15th District representatives vote ‘no’ on Democrat operating budget
Over strong objections from Republicans who warned that the proposal was neither responsible nor sustainable, majority Democrats pushed their operating budget through the state House of Representatives Friday night.
“Despite an economic downturn, the state is still expected to bring in about the same revenue from the last budget and this new budget. This budget continues business as usual, there is no change like the public has asked for,” said Chandler, R-Granger. “The majority has avoided every effort to prioritize what's important to the citizens of this state. Nothing has been done to help employers create jobs to energize our economy. At the same time, the state is diverting borrowed money intended to build essential infrastructure to use for current operating expenses. This budget pushes $777 million onto our children.”
In his floor remarks, Taylor said the budget is characterized by broken promises, and breaks faith with the people of Washington.
“The Legislature is vested with the responsibility of protecting public peace, health and safety, and to provide ample provisions for education. Unfortunately, this budget ignores those basic mandates,” said Taylor, R-Moxee. “This budget represents a lot of misplaced priorities. It cuts K-12 education by $794 million; health care by $777 million; and higher education by $593 million. Based on the phone calls and e-mails I'm getting, my constituents are saying those are the wrong cuts to be making.”
Taylor said the severity of the cuts is amplified when compared to other areas of the budget.
“For example, funding for the Natural Resources budget was cut by $93 million dollars. That's only 1.8 percent.
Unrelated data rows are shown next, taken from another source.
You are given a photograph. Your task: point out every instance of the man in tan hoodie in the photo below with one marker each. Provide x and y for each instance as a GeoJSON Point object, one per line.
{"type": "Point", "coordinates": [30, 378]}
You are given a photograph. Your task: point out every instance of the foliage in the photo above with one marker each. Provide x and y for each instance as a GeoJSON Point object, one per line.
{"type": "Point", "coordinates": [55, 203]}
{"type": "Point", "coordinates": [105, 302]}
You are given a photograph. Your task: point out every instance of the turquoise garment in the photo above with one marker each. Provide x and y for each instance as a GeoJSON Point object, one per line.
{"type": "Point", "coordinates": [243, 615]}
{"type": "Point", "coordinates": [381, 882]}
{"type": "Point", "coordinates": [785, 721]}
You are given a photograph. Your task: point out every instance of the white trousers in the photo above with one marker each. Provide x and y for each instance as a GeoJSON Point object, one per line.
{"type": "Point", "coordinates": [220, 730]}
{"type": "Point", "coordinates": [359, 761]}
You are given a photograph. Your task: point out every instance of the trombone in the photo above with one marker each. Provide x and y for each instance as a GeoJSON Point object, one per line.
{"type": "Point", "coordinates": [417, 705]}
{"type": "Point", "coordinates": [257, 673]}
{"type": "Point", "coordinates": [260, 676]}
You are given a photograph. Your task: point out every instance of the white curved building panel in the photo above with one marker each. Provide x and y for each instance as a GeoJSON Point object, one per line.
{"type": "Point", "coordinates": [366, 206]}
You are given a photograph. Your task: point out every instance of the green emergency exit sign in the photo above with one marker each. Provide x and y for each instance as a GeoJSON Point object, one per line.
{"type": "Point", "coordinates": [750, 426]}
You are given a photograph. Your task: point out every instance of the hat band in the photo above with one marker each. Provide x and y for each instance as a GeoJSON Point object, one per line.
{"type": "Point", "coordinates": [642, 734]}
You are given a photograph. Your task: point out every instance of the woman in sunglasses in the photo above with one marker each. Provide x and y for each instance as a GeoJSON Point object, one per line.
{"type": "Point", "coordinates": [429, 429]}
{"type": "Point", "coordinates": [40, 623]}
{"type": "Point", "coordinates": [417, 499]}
But we're cutting health care and education by over $2 billion. Great choice,” said Taylor. “Broken promises, and for so many kids, broken dreams. This budget is not what's best for the people of Washington state.”
Chandler noted that not everything in the budget is bad. The proposal does include $150,000 for research on honey bee colony collapse disease at Washington State University, which he says is critical to orchardists who depend on honey bees for production.
The budget also keeps the Yakima Valley School in Selah open for residents, and restores part of school districts' levy equalization funds that were severely reduced in the governor's proposed budget.
The budget now goes to the Senate for consideration. The Legislature is scheduled to adjourn Sunday, April 26.